There used to be an outdoor stage on campus, too.  A small concert shell.  It was in the north quad.  It stuck around until the summer of 2011, when progress took it down.  I didn’t see it come down.  I don’t know why it did.  I hope for structural reasons.  I hope it was just structurally unsound.  Otherwise, it would’ve been a great place for outdoor performances.  Back around the time when I was writing the first draft of the novel, the student government brought in some manufactured “indie” rock band to play the concert shell.  I don’t remember who they were.  I’m sure I could find out, if I cared enough.

There was also a hallway of murals on campus.  I think that came down with all the recent North Hall renovations.

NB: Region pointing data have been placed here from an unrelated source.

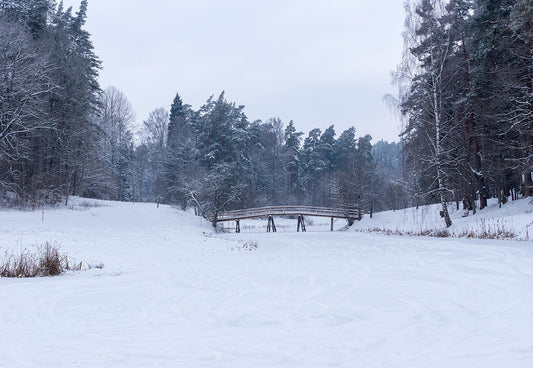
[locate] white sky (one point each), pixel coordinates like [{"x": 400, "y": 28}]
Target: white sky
[{"x": 317, "y": 62}]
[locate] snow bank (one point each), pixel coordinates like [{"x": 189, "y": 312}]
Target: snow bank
[
  {"x": 173, "y": 293},
  {"x": 514, "y": 220}
]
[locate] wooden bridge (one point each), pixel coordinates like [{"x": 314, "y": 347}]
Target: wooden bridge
[{"x": 350, "y": 214}]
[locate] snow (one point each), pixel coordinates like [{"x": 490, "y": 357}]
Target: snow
[
  {"x": 514, "y": 217},
  {"x": 173, "y": 293}
]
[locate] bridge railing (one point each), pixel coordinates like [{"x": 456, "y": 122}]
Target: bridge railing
[{"x": 287, "y": 211}]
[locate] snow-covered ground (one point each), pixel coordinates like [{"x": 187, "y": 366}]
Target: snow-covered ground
[
  {"x": 514, "y": 220},
  {"x": 174, "y": 294}
]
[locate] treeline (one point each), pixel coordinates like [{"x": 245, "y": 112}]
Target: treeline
[
  {"x": 466, "y": 91},
  {"x": 49, "y": 96},
  {"x": 61, "y": 135},
  {"x": 214, "y": 158}
]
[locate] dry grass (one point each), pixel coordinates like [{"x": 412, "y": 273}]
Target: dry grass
[{"x": 45, "y": 261}]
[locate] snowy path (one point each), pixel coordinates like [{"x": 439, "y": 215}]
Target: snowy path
[{"x": 170, "y": 296}]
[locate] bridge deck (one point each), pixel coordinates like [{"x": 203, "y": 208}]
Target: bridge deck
[{"x": 251, "y": 213}]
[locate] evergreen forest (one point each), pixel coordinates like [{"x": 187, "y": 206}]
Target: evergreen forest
[{"x": 465, "y": 87}]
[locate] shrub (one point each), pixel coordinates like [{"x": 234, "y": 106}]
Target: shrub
[{"x": 46, "y": 261}]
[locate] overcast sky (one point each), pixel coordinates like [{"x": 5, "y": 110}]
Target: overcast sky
[{"x": 312, "y": 61}]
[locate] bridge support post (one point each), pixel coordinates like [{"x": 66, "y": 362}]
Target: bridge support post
[
  {"x": 301, "y": 224},
  {"x": 271, "y": 225}
]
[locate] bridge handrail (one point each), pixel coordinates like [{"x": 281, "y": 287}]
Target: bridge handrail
[{"x": 289, "y": 211}]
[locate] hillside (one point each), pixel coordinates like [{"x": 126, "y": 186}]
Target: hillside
[{"x": 514, "y": 220}]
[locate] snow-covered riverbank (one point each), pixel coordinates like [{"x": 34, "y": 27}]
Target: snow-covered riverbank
[{"x": 174, "y": 294}]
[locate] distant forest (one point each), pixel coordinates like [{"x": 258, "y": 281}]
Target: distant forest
[{"x": 465, "y": 92}]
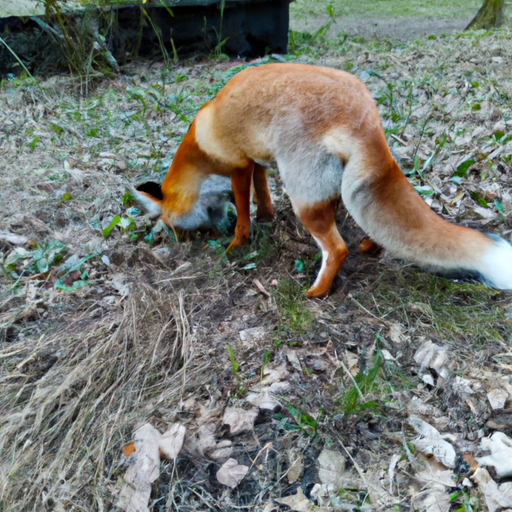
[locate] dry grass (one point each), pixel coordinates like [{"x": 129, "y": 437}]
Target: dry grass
[
  {"x": 81, "y": 371},
  {"x": 62, "y": 425}
]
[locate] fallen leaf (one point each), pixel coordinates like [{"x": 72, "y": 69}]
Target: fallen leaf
[
  {"x": 12, "y": 238},
  {"x": 239, "y": 420},
  {"x": 142, "y": 472},
  {"x": 231, "y": 473},
  {"x": 260, "y": 287},
  {"x": 331, "y": 467},
  {"x": 431, "y": 442},
  {"x": 496, "y": 496},
  {"x": 129, "y": 449},
  {"x": 254, "y": 334},
  {"x": 298, "y": 503},
  {"x": 171, "y": 441},
  {"x": 497, "y": 398},
  {"x": 430, "y": 355},
  {"x": 500, "y": 446}
]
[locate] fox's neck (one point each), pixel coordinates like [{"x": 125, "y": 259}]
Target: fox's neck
[{"x": 182, "y": 184}]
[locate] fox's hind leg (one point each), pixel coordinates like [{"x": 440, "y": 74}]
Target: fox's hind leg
[
  {"x": 241, "y": 183},
  {"x": 261, "y": 194},
  {"x": 319, "y": 220}
]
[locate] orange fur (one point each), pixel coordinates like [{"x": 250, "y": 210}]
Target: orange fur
[{"x": 322, "y": 128}]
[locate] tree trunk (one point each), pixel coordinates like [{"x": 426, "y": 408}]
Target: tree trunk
[{"x": 490, "y": 15}]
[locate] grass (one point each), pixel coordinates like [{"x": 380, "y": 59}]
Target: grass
[
  {"x": 385, "y": 8},
  {"x": 294, "y": 315},
  {"x": 448, "y": 309}
]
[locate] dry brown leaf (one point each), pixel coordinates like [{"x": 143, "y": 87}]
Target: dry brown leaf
[
  {"x": 431, "y": 500},
  {"x": 500, "y": 446},
  {"x": 298, "y": 503},
  {"x": 239, "y": 420},
  {"x": 12, "y": 238},
  {"x": 171, "y": 441},
  {"x": 497, "y": 398},
  {"x": 331, "y": 468},
  {"x": 496, "y": 497},
  {"x": 142, "y": 472},
  {"x": 231, "y": 473},
  {"x": 431, "y": 442},
  {"x": 430, "y": 355}
]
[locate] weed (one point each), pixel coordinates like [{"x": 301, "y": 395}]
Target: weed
[
  {"x": 353, "y": 400},
  {"x": 292, "y": 307},
  {"x": 234, "y": 363},
  {"x": 450, "y": 310},
  {"x": 304, "y": 422}
]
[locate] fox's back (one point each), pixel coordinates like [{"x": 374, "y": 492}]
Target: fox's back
[{"x": 266, "y": 110}]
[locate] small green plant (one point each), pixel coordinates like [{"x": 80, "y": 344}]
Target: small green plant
[
  {"x": 267, "y": 356},
  {"x": 353, "y": 400},
  {"x": 126, "y": 224},
  {"x": 292, "y": 307},
  {"x": 234, "y": 363}
]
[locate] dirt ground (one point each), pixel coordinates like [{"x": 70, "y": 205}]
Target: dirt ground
[{"x": 381, "y": 397}]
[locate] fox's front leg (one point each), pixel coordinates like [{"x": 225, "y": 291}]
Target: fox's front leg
[
  {"x": 241, "y": 183},
  {"x": 261, "y": 194}
]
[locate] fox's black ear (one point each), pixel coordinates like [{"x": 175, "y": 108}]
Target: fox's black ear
[
  {"x": 151, "y": 188},
  {"x": 150, "y": 195}
]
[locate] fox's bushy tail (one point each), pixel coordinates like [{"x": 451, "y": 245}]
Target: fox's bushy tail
[{"x": 388, "y": 208}]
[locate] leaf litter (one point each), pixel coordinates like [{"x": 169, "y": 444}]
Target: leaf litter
[{"x": 384, "y": 387}]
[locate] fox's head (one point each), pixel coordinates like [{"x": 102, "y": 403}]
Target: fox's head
[{"x": 210, "y": 208}]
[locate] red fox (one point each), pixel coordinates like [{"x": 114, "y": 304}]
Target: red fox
[{"x": 321, "y": 127}]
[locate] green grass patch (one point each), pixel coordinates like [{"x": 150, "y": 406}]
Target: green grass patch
[
  {"x": 385, "y": 8},
  {"x": 449, "y": 309}
]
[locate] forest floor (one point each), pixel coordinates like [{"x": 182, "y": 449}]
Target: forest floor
[
  {"x": 382, "y": 396},
  {"x": 399, "y": 20}
]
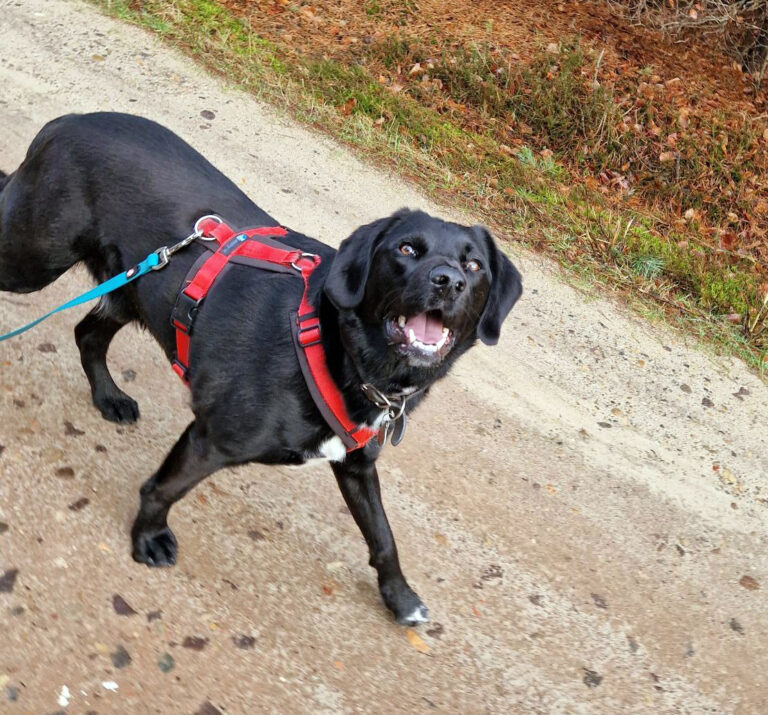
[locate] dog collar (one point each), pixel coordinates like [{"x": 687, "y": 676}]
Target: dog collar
[{"x": 257, "y": 247}]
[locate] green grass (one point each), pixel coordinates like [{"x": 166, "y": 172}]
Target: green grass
[{"x": 519, "y": 190}]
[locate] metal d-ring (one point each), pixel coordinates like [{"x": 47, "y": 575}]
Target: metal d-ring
[{"x": 199, "y": 232}]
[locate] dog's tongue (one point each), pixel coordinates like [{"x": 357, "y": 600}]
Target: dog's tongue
[{"x": 427, "y": 330}]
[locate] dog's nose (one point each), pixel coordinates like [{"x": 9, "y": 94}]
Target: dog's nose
[{"x": 447, "y": 279}]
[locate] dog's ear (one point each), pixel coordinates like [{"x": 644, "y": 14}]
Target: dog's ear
[
  {"x": 506, "y": 288},
  {"x": 345, "y": 284}
]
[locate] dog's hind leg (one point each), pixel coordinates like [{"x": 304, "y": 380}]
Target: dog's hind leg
[
  {"x": 93, "y": 335},
  {"x": 359, "y": 484},
  {"x": 189, "y": 462}
]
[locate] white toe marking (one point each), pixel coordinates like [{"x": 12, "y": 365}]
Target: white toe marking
[{"x": 418, "y": 615}]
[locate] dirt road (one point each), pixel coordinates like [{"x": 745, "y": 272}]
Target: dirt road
[{"x": 583, "y": 507}]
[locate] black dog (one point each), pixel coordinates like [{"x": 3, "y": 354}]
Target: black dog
[{"x": 399, "y": 302}]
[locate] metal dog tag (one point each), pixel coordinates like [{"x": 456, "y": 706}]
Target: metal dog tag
[
  {"x": 381, "y": 438},
  {"x": 399, "y": 431}
]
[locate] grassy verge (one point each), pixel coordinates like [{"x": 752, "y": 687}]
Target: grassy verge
[{"x": 460, "y": 152}]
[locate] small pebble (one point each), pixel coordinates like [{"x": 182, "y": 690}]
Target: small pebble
[
  {"x": 121, "y": 606},
  {"x": 8, "y": 580},
  {"x": 120, "y": 657}
]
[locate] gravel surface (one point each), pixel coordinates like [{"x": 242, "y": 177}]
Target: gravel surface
[{"x": 582, "y": 507}]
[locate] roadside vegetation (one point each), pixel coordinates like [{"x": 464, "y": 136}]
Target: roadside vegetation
[{"x": 620, "y": 163}]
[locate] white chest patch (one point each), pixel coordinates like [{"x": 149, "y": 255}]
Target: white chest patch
[{"x": 332, "y": 449}]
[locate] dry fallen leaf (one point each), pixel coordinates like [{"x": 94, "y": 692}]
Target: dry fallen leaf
[
  {"x": 749, "y": 583},
  {"x": 415, "y": 640}
]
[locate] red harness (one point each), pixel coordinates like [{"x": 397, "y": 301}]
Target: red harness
[{"x": 256, "y": 247}]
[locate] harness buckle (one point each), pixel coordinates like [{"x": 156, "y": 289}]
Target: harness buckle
[
  {"x": 303, "y": 255},
  {"x": 184, "y": 312}
]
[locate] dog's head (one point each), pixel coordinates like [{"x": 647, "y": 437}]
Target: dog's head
[{"x": 429, "y": 286}]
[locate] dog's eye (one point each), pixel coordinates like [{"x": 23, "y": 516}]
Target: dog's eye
[{"x": 473, "y": 265}]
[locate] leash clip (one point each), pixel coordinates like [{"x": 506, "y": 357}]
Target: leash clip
[
  {"x": 163, "y": 254},
  {"x": 303, "y": 255}
]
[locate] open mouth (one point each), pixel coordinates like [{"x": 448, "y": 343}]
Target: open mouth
[{"x": 422, "y": 335}]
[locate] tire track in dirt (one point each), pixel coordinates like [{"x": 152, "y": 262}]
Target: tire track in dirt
[{"x": 571, "y": 567}]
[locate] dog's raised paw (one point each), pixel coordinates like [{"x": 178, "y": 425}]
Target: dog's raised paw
[
  {"x": 418, "y": 615},
  {"x": 121, "y": 409},
  {"x": 155, "y": 548}
]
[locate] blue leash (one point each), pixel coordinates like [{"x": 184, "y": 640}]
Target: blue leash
[
  {"x": 153, "y": 262},
  {"x": 150, "y": 263}
]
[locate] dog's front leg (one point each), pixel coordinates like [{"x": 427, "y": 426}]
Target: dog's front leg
[
  {"x": 359, "y": 483},
  {"x": 189, "y": 462}
]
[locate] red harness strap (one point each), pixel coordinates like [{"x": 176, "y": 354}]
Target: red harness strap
[{"x": 305, "y": 325}]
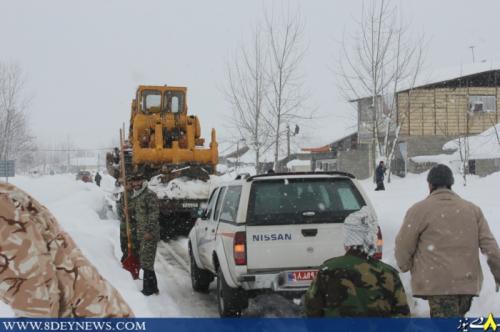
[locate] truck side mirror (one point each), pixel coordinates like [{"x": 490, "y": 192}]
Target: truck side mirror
[{"x": 202, "y": 211}]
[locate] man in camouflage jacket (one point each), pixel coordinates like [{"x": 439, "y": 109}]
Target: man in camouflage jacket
[
  {"x": 123, "y": 228},
  {"x": 42, "y": 271},
  {"x": 144, "y": 208},
  {"x": 357, "y": 285}
]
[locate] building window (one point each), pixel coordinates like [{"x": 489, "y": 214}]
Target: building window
[
  {"x": 326, "y": 165},
  {"x": 479, "y": 104}
]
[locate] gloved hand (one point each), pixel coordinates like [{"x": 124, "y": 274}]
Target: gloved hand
[{"x": 148, "y": 236}]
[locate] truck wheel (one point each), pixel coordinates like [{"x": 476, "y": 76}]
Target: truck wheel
[
  {"x": 231, "y": 301},
  {"x": 200, "y": 279}
]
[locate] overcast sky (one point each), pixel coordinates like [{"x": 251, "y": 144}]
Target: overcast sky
[{"x": 83, "y": 60}]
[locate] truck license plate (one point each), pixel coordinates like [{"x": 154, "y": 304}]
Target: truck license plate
[{"x": 298, "y": 276}]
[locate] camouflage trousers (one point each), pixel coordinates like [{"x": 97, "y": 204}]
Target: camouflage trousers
[
  {"x": 444, "y": 306},
  {"x": 148, "y": 253},
  {"x": 123, "y": 238}
]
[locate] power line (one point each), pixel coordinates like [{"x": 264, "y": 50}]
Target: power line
[{"x": 71, "y": 150}]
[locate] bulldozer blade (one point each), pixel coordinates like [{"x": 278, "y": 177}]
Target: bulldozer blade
[{"x": 131, "y": 264}]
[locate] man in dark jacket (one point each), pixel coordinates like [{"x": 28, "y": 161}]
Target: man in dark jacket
[
  {"x": 97, "y": 179},
  {"x": 439, "y": 244},
  {"x": 379, "y": 176},
  {"x": 356, "y": 284}
]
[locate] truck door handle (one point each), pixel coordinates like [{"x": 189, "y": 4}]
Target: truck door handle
[{"x": 310, "y": 232}]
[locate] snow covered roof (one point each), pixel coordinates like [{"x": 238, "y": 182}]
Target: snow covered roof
[
  {"x": 298, "y": 162},
  {"x": 482, "y": 146},
  {"x": 442, "y": 75}
]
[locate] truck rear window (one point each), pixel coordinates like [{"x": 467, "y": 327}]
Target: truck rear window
[{"x": 302, "y": 201}]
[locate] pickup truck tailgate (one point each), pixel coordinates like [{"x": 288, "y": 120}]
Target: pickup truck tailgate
[{"x": 297, "y": 246}]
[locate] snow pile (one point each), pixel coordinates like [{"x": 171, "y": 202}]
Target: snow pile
[
  {"x": 78, "y": 207},
  {"x": 180, "y": 188},
  {"x": 482, "y": 146},
  {"x": 392, "y": 204}
]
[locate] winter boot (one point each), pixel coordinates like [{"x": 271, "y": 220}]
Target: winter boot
[{"x": 150, "y": 284}]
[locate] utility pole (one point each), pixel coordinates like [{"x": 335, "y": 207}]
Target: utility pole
[
  {"x": 473, "y": 56},
  {"x": 288, "y": 140}
]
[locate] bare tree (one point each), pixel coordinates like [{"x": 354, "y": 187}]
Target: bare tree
[
  {"x": 285, "y": 99},
  {"x": 246, "y": 91},
  {"x": 15, "y": 138},
  {"x": 376, "y": 62}
]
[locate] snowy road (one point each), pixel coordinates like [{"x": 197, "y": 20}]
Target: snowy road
[{"x": 81, "y": 210}]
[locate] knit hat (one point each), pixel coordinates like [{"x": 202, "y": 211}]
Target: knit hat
[
  {"x": 440, "y": 176},
  {"x": 360, "y": 229}
]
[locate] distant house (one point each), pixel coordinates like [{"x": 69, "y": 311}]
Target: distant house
[
  {"x": 344, "y": 154},
  {"x": 459, "y": 102}
]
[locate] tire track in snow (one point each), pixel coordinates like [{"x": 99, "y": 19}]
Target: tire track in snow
[{"x": 172, "y": 271}]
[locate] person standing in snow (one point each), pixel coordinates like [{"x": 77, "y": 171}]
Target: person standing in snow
[
  {"x": 97, "y": 179},
  {"x": 42, "y": 271},
  {"x": 356, "y": 284},
  {"x": 439, "y": 244},
  {"x": 379, "y": 176},
  {"x": 145, "y": 210}
]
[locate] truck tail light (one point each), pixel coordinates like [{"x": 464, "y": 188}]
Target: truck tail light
[
  {"x": 380, "y": 244},
  {"x": 240, "y": 248}
]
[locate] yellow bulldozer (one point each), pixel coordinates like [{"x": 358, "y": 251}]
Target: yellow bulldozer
[{"x": 165, "y": 145}]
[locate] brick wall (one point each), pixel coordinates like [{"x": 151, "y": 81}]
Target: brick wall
[{"x": 443, "y": 111}]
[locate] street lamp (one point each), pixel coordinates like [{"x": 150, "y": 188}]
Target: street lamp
[{"x": 238, "y": 152}]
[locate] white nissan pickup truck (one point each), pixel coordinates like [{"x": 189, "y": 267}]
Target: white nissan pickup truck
[{"x": 271, "y": 233}]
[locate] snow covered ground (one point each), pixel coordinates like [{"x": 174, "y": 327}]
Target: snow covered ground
[
  {"x": 400, "y": 194},
  {"x": 81, "y": 210}
]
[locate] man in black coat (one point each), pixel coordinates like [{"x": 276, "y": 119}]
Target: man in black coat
[
  {"x": 97, "y": 179},
  {"x": 379, "y": 176}
]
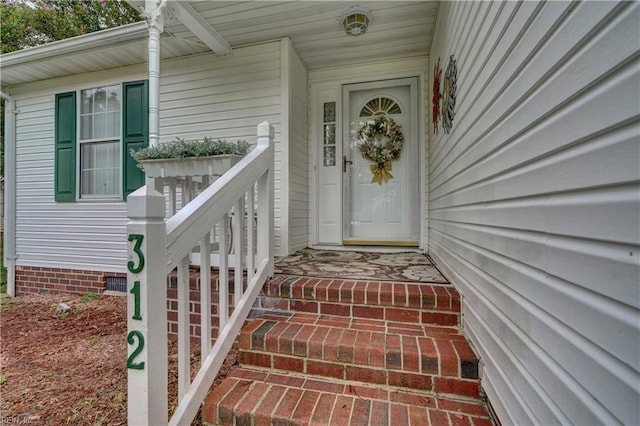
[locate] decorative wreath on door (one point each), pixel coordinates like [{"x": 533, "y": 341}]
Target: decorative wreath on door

The coolest artifacts were right around the corner from my office on campus.  When I wrote the first draft of Madhouse, my office was in a building called Malibu Hall.  In its previous life, Malibu Hall was the center of worship on hospital grounds.  To the west of my office was the Protestant chapel.  We still hold events in this room.  It still feels a bit like a church.  Behind my office was the Jewish temple.  That was turned into classrooms for the music department.  I think they still use it for that.  To the east of my office was the old Catholic church.  The Performing Arts program uses this room now for classes and plays.  I saw a play about the Donner Party in the old Catholic church a few semesters back.  Recently, Performing Arts put on a presentation of Cabaret in the old church.  I should’ve gone to savor the irony, but I’m just not a fan of musicals.  In the back of the church were the old confessionals.  They were empty when I started writing Madhouse.  A couple of times, I went over and checked them out, my Catholic childhood itching me like a phantom limb.  Now the confessionals are used as closets for Performing Arts junk.

The confessionals and the courthouse ended up on the chopping block of the novel.  The outdoor stage, the hall of murals, and the bowling alley survived, though I bastardized them.  The things from the old psych hospital days that survived the most in my novel were the stories I heard from old employees.  But that’s a whole other column.